Can you imagine? Canceling class for a month to vote for Student Assembly President or Class of 2010 representative or party planner or whatever the SA’s calling it nowadays? Can you imagine watching candidates host parades up and down Ho Plaza? Or people getting into heated debates or arguments about which candidate they’re voting for, instead of dumping a crumpled quarter card on a painstakingly done chalking on their way to class? Can you image someone actually caring enough to vote, not because the candidate’s a friend or because you’ve gotten 20 Facebook messages from him or her in the past five minutes, but on the basis of their competence? What about actually voting, period?

Nepal’s secret is this: Instead of having a Student Assembly based around … whatever the SA is based around, they have representatives from each major political party running for student government. Except these representatives are the Van Wilders of party politics: 30-plus year-old men (yes, men) who purposely don’t graduate so that they can keep running for student government. But before you cough underachiever under your breath and picture the potential for a so-stupid-it’s-funny movie starring Chevy Chase and / or Will Ferrell (I already have the rights to the idea so don’t even try it), understand this: Nepali politicians have to run for and hold student office before they can even think about moving up to the big leagues. Not to mention a healthy wad of university budget to use as per their agendas, and an actual stake in the important stuff that goes on at the university.

Call me naïve or ignorant as to the goings on of the Student Assembly or rude (yes, I realize elections just happened / are still going on / whatever). Go ahead and call me boring like a friend just did: “Student Elections? Really? Booooring.” Except that Nepali students — and newspapers, and adults — don’t think so.

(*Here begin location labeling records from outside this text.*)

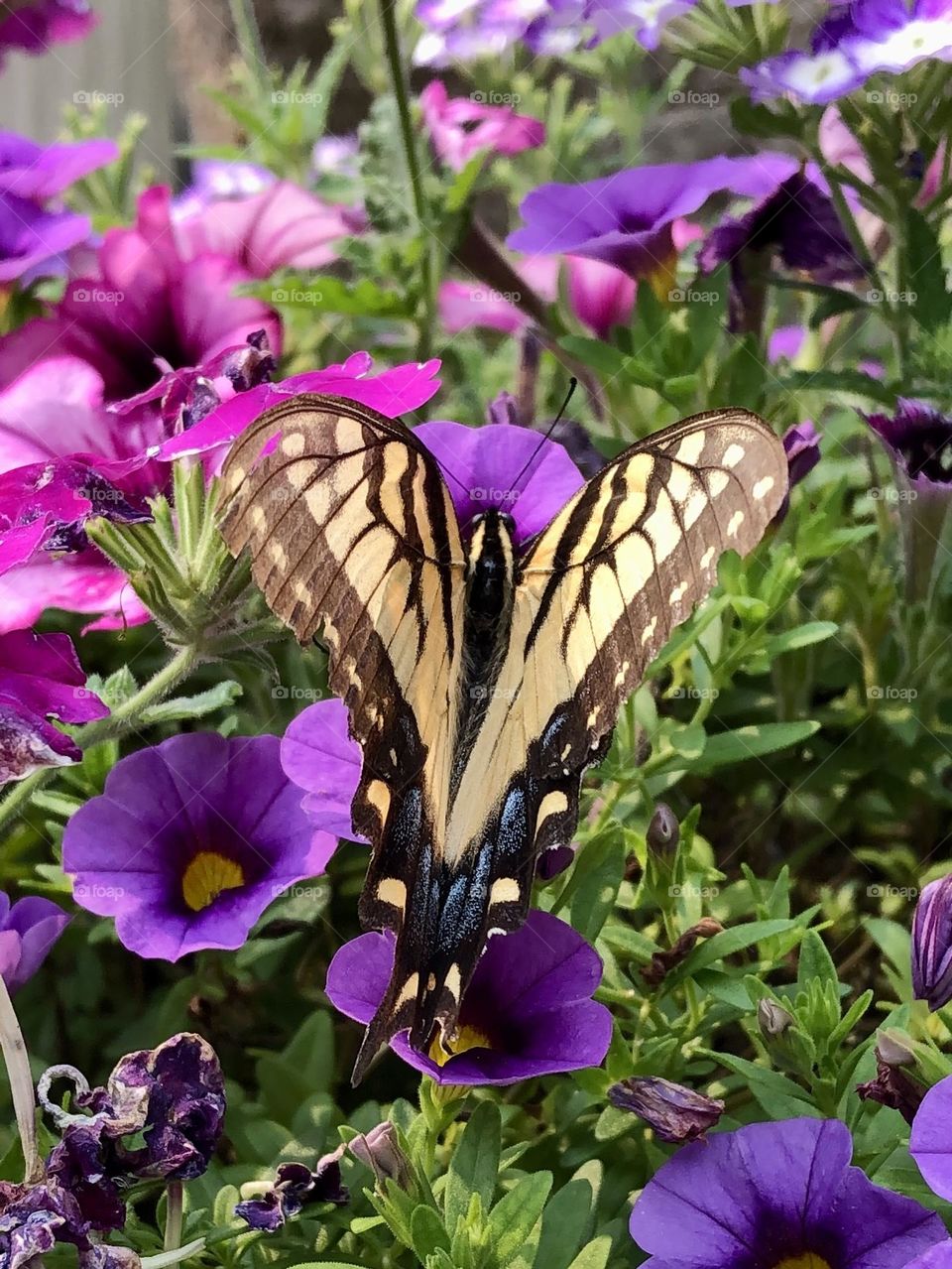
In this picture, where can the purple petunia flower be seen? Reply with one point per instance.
(41, 679)
(293, 1188)
(929, 1140)
(628, 218)
(190, 841)
(797, 225)
(528, 1010)
(852, 44)
(932, 945)
(464, 126)
(33, 26)
(774, 1193)
(35, 235)
(28, 929)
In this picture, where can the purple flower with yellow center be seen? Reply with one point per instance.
(190, 841)
(528, 1010)
(28, 929)
(777, 1196)
(932, 945)
(795, 225)
(628, 218)
(41, 681)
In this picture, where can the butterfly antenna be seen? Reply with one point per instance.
(552, 426)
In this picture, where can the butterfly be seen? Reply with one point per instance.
(481, 679)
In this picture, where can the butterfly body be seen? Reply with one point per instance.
(482, 676)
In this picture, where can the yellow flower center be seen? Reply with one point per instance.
(207, 876)
(467, 1037)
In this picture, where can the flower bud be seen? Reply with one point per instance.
(773, 1018)
(379, 1151)
(932, 945)
(673, 1112)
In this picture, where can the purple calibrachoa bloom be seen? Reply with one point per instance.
(295, 1187)
(528, 1012)
(33, 26)
(672, 1110)
(929, 1142)
(190, 841)
(852, 44)
(35, 235)
(774, 1195)
(628, 218)
(932, 945)
(41, 679)
(28, 929)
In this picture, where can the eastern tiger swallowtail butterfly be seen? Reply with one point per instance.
(481, 679)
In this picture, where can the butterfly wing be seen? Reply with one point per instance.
(598, 592)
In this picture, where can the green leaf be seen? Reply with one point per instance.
(514, 1217)
(476, 1164)
(727, 747)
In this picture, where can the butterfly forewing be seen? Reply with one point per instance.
(351, 529)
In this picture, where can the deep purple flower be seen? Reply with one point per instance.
(27, 933)
(932, 945)
(41, 679)
(774, 1193)
(628, 218)
(528, 1010)
(463, 126)
(293, 1188)
(33, 26)
(673, 1112)
(852, 44)
(393, 392)
(190, 841)
(796, 225)
(35, 235)
(929, 1142)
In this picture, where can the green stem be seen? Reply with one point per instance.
(399, 81)
(107, 728)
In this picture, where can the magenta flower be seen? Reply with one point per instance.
(36, 231)
(528, 1010)
(33, 26)
(393, 392)
(41, 682)
(460, 127)
(628, 218)
(190, 841)
(774, 1193)
(28, 929)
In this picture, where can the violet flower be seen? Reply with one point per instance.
(36, 231)
(628, 218)
(28, 929)
(33, 26)
(528, 1010)
(295, 1187)
(190, 841)
(774, 1193)
(673, 1112)
(41, 681)
(461, 127)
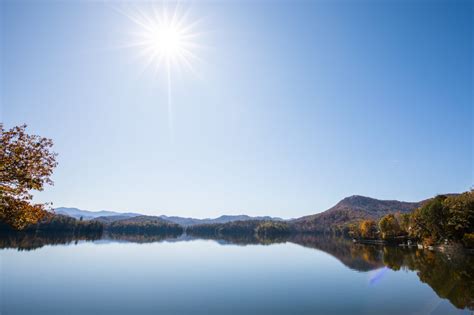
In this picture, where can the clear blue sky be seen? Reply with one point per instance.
(294, 105)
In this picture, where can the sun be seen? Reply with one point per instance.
(164, 37)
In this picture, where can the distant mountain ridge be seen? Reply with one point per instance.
(106, 216)
(351, 209)
(89, 215)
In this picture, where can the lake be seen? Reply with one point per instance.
(300, 275)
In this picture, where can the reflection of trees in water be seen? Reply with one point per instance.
(450, 276)
(355, 256)
(140, 238)
(31, 241)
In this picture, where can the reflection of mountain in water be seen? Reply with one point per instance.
(355, 256)
(450, 276)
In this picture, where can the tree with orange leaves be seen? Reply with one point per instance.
(26, 164)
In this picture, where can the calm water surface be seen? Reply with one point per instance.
(304, 275)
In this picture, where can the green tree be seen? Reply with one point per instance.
(26, 164)
(430, 221)
(461, 214)
(368, 229)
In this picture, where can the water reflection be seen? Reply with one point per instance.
(451, 276)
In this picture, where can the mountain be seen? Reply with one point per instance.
(221, 219)
(352, 209)
(89, 215)
(112, 216)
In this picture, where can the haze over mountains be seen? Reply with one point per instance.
(106, 216)
(349, 209)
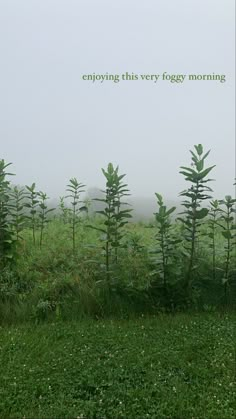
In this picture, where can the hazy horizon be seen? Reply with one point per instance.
(54, 125)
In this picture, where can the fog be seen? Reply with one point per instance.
(55, 125)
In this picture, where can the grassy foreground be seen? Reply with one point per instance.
(179, 366)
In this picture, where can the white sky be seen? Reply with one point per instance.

Granted, our student politicians have nothing to do with real politics, but last I checked, those that do — the presidents of the Cornell Democrats and Republicans — still don’t generate much interest in their elections beyond their respective choirs, and don’t have much power beyond the arguably important campaigning, lobbying and bringing super-fun speakers like Dan Bakkedahl to campus. And while there is no question that if the States were more like Nepal, and the President or members of Congress stuck around campuses we’d actually vote in these things — doesn’t he and don’t they have more important things to do? Our apathy towards student elections is just as much the SA’s fault for failing to make us care as it is our fault for not forcing them to.

I won’t use my remaining 200-or-so words to capitalize on post-election pride and write the same “Yes We Did” column you could recite in your sleep. But I will say this: We’ve finally proven that we’re not the lazy, politically apathetic kids our parents and teachers complain(ed) about. In fact, our Facebook activist generation has become such a part of the current zeitgeist that at least four of the TV pilots in development focus on young attractive D.C. staffers trying to make a difference in the world. But when it comes to our own campus politics, I bet most of you respond like I do: confusion, annoyance, amusement. It’s boring, sure, it seems trivial, why not. But it doesn’t need to be, and we don’t even need full-grown adults to stick around campus and do the job for us.

Which is not to say that canceling class for a month to hold student assembly elections is a bad idea. That’s a campaign platform I’d vote for. I’d also vote for revoking the Pussycat Dolls’ invitation to Slope Day, but no one asked me.